Protein pancakes were all the rage on social media when I first started my weight lifting journey about 7 years ago. Unfortunately, the ones I made always turned out rather disappointing (think: if you soaked cardboard in chocolate protein for a couple of hours and then heated it up), so I just stopped making them.
I’m not sure what sparked my interest in them again but I recently decided to attempt to make some protein pancakes in the hopes that maybe this time they wouldn’t turn out like the paper plates I was eating before. I turned to Google to give me a hand and managed to combine a few different recipes that I came across to create these protein pancakes.
I just want to note that while protein pancakes are great and a pretty cool way to get your protein in, there are definitely other options. I used to think that if a baked good wasn’t “Protein ______” then I shouldn’t be eating it. If you thoroughly enjoy eating some regular ass pancakes then GO FOR IT. If you love real pancakes but are stressed about your protein not being high enough, DRINK your protein shake on the side. Don’t force this protein goods down yourself if you don’t enjoy them.

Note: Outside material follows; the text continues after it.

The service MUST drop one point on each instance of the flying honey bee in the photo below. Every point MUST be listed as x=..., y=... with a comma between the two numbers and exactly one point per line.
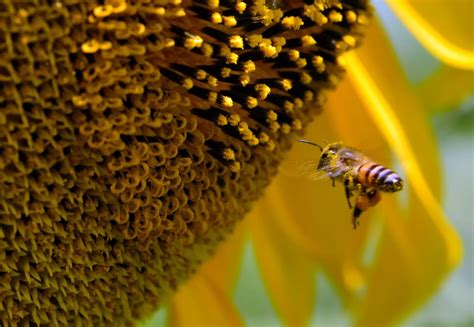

Anywhooo, if you do enjoy a solid protein pancake and count your macros, this is for you:
As you can see, this recipe is quite high calorie and high carb, so ideally it should be consumed pre or post workout to allow your body to make the most of the energy you are providing. If you have stricter macros, this recipe can be modified to make it a little more macro friendly – I have listed the substitutions below.
PROTIP: add the liquids into the blender first to minimize the amount of powder that sticks to the sides of the cup.
In a blender, mix:
- 3 whole eggs (220 cals, 15g fat, 1g carb, 19g protein)
- OR 1 cup egg whites (63 cals, 0g fat, 2g carb, 26g protein)
- 1-2 bananas (1banana = 105 cal, 0.4g fat, 27g carb, 1.3g protein)
- OR 1/2 cup low fat (1%) cottage cheese (81 cals, 1g fat, 3g carb, 14g protein)
- 1 scoop protein powder (I chose chocolate) (approx 120 cals, 1.5g fat, 3g carb, 24g protein)
- NOTE: many protein powders have different macros so choose the one that you prefer
- 1/2 cup rolled oats (add more if you want the pancakes to be more dense) (150 cals, 2g fat, 27g carb, 5g protein)
- A splash of vanilla extract
If you use all of the substitutions I suggested, the macros will be altered as follows: 414 cals, 4.5g fat, 35g carb, 69g protein – I personally prefer the original recipe as I find the banana really adds something to the flavour of the pancake, but the modifications are good too!
This recipe makes approximately 8 thin pancakes (crepes… ya, ya). However, if you’re not hungry for the whole batch, this mixture can easily be stored in the fridge for the next time you want to use it. They make for an easy on the go breakfast that you can make in seconds.
Blend until smooth.
When the mixture is done blending, don’t be alarmed that it looks incredibly liquid-y, it’s supposed too. Once it hits the pan it will firm up. The trick I find to making the perfect pancake is to heat your pan up on high. Start by adding a palm sized amount of batter to the pan and swirl it around to spread the batter around – making the circumference of the pancake larger. Then decrease the heat to medium once your mixture is on the pan.
Something else I have learned is to not over cook them, 30 seconds on each side is enough to crisp it up enough without turning into chocolate flavoured rubber.
What I love so much about these pancakes is that you can top them with pretty much with anything you wish, regardless of what flavour protein you use. I usually try and go for a healthier topping but sometimes ya girl wants to treat herself. Some of my favourites include:
- Yogurt, berries, and honey – Grab a handful of frozen (or regular) berries and heat them up until they turn into a sort of berry compote. Then roll them into the crepe along with the yogurt (I use vanilla flavoured coconut milk yogurt but your favourite yogurt will do). Then I drizzle the honey over the top.
- Butter and maple syrup – A classic… Still tastes good on protein pancakes, trust.
- Peanut butter and banana – If you use the original recipe and then top it with this concoction it is a complete banana overload… and it’s amazing.
- Nutella – Honestly makes me feel as though I’m back in Paris eating their food truck crepes – except these give you the good gains, not the belly gains.
Let me know if you decided to give these a try and let me know how you liked them! If you have any other suggestions on how I could further improve my protein pancakes I would love to hear them – I’m always up for trying something different!